Machine-readable document

Last updated

A machine-readable document is a document whose content can be readily processed by computers. Such documents are distinguished from more general machine-readable data by virtue of having further structure to provide the necessary context to support the business processes for which they are created.

Contents

Definition

Data without context (language use) is meaningless and lacks the four essential characteristics of trustworthy business records specified in ISO 15489 Information and documentation -- Records management: [1]

The vast bulk of information is unstructured data and, from a business perspective, that means it is "immature", i.e., Level 1 (chaotic) of the Capability Maturity Model. Such immaturity fosters inefficiency, diminishes quality, and limits effectiveness. Unstructured information is also ill-suited for records management functions, provides inadequate evidence for legal purposes, drives up the cost of discovery in litigation, and makes access and usage needlessly cumbersome in routine, ongoing business processes.

There are at least four aspects to machine-readability:

As early as 1983, the U.S. Government Accountability Office (GAO) began emphasizing the benefits of machine-readable information. [2] Still sooner, in 1981, GAO began reporting on the problem of inadequate record-keeping practices in the U.S. federal government. [3] Such deficiencies are not unique to government and advances in information technology mean that most information is now "born digital" and thus potentially far more easily managed by automated means. [4] However, in testimony to Congress in 2010, GAO highlighted problems with managing electronic records, and as recently as 2015, GAO has continued to report inadequacies in the performance of Executive Branch agencies in meeting records management requirements. [5] [6] Moreover, more than two decades after a major and formerly highly respected auditing firm, Arthur Andersen, met its demise due to a records destruction scandal, record-keeping practices became a central issue in the 2016 Presidential election.

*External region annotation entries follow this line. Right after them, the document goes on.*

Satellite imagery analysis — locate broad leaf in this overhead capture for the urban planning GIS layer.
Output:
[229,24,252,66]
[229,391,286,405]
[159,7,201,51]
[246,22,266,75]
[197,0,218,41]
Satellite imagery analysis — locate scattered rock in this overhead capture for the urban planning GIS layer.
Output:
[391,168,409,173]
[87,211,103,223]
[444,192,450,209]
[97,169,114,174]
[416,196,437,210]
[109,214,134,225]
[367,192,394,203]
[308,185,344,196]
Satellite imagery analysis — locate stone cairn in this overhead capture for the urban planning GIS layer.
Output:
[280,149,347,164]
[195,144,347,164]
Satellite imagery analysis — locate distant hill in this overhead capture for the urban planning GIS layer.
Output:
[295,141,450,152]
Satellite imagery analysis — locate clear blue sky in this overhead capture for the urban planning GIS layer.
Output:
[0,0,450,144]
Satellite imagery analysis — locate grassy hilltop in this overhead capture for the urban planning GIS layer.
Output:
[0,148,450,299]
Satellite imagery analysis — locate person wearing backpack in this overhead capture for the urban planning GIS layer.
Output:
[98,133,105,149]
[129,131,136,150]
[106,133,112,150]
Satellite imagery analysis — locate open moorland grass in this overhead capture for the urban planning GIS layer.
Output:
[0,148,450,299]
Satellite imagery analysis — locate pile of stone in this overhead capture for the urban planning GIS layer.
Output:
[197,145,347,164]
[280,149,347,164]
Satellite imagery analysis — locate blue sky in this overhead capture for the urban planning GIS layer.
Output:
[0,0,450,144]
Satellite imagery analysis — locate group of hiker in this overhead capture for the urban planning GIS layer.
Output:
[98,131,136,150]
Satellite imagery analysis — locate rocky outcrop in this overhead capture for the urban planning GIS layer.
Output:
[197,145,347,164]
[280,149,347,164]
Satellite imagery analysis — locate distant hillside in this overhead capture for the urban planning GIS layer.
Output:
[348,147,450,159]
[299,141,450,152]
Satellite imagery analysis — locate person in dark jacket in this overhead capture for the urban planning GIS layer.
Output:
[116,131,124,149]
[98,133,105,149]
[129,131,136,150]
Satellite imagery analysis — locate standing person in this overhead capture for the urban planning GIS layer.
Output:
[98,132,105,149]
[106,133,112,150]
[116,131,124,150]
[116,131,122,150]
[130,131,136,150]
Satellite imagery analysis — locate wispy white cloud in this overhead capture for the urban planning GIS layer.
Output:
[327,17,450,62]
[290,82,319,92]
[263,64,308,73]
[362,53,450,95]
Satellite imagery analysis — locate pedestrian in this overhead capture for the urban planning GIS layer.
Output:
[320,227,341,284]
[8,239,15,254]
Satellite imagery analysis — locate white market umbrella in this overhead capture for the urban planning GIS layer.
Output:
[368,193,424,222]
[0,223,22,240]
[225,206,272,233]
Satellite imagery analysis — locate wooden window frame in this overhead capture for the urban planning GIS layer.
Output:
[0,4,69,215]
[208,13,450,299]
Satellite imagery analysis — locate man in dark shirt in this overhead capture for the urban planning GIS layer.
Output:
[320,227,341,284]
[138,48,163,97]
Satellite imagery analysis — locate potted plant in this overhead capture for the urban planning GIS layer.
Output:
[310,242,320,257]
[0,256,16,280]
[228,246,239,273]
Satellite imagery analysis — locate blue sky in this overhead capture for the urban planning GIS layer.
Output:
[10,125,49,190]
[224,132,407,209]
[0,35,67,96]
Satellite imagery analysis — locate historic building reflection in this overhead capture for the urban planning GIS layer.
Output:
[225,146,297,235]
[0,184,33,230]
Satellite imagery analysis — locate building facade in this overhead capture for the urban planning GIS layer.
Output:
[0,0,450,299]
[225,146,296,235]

On January 4, 2011, President Obama signed H.R. 2142, the Government Performance and Results Act (GPRA) Modernization Act of 2010 (GPRAMA), into law as P.L. 111-352. Section 10 of GPRAMA requires U.S. federal agencies to publish their strategic and performance plans and reports in searchable, machine-readable format. [7] Additionally, in 2013, he issued Executive Order 13642, Making Open and Machine Readable the New Default for Government Information in general. [8] On July 28, 2016, the Office of Management and Budget (OMB) followed up by including in the revised issuance of Circular A-130 direction for agencies to use open, machine-readable formats, [9] and to publish "public information online in a manner that promotes analysis and reuse for the widest possible range of purposes", [10] meaning that the information is both publicly accessible and machine-readable. On January 14, 2019, President Trump signed into law H.R. 4174, [11] the OPEN Government Data Act (OGDA), which codifies in law the requirement for agencies to make their public data assets available in machine-readable format. On June 28, 2019, in Circular A-11, [12] OMB expressed intent to begin complying with section 10 of GPRAMA. [13]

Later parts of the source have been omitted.